I just shipped the bits and release email for Ethos 0.2.0. Ethos is a shared library I put together for adding plugins to your application.
Currently, Ethos is focused on plugins for applications written in C or Vala since they provide the common denominator to enable the largest variety of scripting languages. However, that's not to say you couldn't provide a thunk layer for something else.
Pugins written in C, Vala, Python, and JavaScript are supported. However, Mono support is mostly finished and will be added in a follow up release. Each plugin language is supported through a separate shared library, so your process will not be polluted with languages that are not being used.
I'd like to thank the giftwrap hackers for helping me dog-food and get ethos ready for an initial release.
# dronelabs.com ppa for releases
deb http://ppa.launchpad.net/audidude/dronelabs/ubuntu jaunty main
deb-src http://ppa.launchpad.net/audidude/dronelabs/ubuntu jaunty main

Comments (11)
We in turn appreciate the plugin framework – with platform bindings and a UI for it already provided, it’s a nicer solution than making one from scratch.

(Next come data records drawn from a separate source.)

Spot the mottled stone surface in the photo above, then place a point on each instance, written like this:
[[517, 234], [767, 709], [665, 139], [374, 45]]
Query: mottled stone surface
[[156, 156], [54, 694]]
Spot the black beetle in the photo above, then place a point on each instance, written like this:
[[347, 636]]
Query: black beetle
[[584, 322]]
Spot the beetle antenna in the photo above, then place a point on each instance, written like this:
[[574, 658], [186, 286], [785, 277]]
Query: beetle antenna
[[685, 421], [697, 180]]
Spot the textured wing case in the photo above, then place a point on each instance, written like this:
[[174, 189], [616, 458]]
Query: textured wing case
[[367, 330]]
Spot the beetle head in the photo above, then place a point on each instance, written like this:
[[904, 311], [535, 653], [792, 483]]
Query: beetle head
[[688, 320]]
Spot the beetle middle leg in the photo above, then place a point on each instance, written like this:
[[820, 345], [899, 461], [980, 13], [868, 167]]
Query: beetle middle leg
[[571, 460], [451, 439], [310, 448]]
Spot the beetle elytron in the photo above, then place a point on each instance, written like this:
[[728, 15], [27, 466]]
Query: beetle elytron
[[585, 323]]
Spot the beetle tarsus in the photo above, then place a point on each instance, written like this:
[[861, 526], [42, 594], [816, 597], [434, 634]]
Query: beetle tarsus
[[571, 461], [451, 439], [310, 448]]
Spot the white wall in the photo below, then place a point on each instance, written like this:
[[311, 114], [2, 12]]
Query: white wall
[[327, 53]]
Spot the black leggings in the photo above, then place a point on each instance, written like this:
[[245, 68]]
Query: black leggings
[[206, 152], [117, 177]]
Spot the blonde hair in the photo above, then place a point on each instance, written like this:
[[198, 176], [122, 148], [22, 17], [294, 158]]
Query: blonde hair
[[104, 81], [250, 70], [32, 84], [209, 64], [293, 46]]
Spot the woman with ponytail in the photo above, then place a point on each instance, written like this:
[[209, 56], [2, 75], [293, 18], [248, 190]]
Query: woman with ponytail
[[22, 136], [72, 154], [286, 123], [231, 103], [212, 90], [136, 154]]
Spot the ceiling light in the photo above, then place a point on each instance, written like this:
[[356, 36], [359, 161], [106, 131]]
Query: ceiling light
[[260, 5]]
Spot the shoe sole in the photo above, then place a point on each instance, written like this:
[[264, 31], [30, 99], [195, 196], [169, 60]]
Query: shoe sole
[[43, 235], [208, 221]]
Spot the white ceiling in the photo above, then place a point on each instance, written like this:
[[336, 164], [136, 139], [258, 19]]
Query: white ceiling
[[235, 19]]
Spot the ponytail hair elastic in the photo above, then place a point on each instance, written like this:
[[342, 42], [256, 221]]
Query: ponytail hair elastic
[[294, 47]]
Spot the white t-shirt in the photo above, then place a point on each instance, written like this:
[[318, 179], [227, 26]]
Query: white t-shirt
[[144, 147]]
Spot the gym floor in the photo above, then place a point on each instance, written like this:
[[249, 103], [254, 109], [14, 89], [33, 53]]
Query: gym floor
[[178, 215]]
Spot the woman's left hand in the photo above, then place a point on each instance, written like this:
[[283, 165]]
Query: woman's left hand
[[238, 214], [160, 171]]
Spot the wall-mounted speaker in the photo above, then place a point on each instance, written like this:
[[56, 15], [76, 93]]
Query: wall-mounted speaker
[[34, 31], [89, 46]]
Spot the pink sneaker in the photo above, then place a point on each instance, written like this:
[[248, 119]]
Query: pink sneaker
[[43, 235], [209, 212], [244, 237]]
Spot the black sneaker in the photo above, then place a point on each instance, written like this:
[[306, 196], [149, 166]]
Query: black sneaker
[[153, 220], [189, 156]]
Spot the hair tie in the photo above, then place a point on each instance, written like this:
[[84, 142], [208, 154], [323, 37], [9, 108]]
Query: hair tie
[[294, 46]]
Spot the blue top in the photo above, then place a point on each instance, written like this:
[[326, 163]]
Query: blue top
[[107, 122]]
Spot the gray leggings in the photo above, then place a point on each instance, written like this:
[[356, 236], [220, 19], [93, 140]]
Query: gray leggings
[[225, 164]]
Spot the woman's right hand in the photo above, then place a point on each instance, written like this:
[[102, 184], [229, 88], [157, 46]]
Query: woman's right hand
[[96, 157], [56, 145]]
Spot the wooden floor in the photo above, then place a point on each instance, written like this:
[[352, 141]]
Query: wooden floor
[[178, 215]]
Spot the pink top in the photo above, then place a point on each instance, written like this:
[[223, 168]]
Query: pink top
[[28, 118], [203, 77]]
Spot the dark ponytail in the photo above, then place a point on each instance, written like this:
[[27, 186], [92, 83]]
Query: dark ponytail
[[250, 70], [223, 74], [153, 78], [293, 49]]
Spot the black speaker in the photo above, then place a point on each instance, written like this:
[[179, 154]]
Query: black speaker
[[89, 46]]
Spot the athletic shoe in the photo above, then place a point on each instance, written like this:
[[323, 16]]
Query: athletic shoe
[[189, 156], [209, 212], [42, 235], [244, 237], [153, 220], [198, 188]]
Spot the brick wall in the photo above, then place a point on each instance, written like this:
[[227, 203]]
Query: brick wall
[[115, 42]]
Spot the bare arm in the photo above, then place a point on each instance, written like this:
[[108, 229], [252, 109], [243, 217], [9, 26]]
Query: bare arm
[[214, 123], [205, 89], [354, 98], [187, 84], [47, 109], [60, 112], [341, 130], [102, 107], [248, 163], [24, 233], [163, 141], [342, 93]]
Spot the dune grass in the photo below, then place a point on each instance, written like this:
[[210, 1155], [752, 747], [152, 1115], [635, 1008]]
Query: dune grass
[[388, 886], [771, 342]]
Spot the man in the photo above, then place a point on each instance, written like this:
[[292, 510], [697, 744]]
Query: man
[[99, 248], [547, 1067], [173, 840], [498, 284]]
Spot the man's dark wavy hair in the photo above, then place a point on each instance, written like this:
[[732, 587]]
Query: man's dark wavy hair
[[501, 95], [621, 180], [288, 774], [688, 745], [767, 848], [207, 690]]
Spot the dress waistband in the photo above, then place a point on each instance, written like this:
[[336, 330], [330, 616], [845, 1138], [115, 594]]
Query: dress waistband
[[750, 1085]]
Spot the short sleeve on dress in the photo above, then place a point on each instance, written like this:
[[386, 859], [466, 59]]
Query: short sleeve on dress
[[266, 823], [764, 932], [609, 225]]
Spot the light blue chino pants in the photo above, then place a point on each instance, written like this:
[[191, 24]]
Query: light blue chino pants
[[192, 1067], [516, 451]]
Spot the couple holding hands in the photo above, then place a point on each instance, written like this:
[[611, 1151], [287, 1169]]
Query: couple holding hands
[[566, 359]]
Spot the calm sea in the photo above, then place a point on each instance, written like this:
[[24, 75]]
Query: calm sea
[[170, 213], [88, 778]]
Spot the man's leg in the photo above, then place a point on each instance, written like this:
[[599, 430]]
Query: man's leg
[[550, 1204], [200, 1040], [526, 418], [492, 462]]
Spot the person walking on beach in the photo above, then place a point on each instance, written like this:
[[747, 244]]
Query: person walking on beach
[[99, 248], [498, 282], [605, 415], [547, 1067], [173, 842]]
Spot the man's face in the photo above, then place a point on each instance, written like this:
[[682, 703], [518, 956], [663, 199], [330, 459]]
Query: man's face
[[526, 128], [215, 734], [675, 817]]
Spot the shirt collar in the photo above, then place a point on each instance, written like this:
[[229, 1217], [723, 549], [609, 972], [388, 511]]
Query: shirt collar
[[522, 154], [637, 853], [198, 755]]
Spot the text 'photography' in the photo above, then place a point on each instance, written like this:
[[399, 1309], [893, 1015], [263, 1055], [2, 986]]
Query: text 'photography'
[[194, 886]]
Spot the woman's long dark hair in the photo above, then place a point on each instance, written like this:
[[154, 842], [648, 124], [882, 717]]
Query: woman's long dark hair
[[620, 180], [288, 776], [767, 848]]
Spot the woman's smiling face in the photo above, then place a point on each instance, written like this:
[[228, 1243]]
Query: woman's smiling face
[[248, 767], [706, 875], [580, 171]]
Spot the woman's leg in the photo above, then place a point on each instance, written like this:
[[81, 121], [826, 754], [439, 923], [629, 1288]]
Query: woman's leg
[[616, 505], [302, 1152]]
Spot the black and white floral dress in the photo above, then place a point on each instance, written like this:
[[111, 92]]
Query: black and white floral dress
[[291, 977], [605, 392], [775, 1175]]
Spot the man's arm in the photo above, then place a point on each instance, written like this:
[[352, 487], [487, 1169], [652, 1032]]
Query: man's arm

Cool, I didn’t know there was hompepage and releases on this super-aweson library. I would really love to use this for rygel[1] but unfortunately it’ll require some significant changes (4-5 days of work) and I’ve lots of things on my TODO so it’ll be a while before I get on this. Just saying that here in hope you (or another fan of this library) would like to contribute to Rygel.
[1] http://live.gnome.org/Rygel
@Zeeshan That sounds great!
I’ve been meaning to check out the Rygel code base actually. giftwrap is written in Vala as well so the bindings should pretty much be ready to go!
However, before I can do that I need to get a release of both Iris[1] and Catalina[2] out the door.
Btw, I *totally* stole your idea wrt the GObject t-shirt and had one made
[1] http://git.dronelabs.com/iris/about/
[2] http://git.dronelabs.com/catalina/about/
I was like “Cool! that would be great” till i read the last part of your reply. Now i am confused whether to be happy or pissed off.
@Zeeshan: But only one of you has the GObject-crown, so please be happy
I wonder if it makes sense that this kind of libraries try to come up with the same way of doing this, following a spec or something.
Why didn’t you follow the same architecture as MonoAddins for example? (Same XML schemas, etc…) This would allow for people to easily switch between plugin frameworks.
I didn’t follow mono.addins because it is over engineered for 90% of the projects out there.
Ethos follows a model closer to gedit, which has arguably been the most successful at fostering community plugins on the gnome desktop.
The xml format from mono.addins is also a PITA to troubleshoot schema issues and what not, while the keyfile is quite simple.
However, I think we can still provide extension points, I just think it makes more sense for applications to do that themselves using ethos as scaffolding.
Still interested in hearing more on the ideas though.
@antimonio: switching plugin frameworks isn’t exactly something you’d be rationally doing on a daily basis. Don’t see it justifying a binding to a common format.
Vadim: well, what I meant indeed is knowledge reuse: if you learn MonoAddins, you would have learnt Ethos as well.
chergert: Well, why don’t you expose your “over-engineering” concerns to the MonoAddins list?
@antimonio It’s not over-engineered for certain situations. Such as MonoDevelop; which needs the level of control it provides.
However, I don’t think many of our desktop applications need that.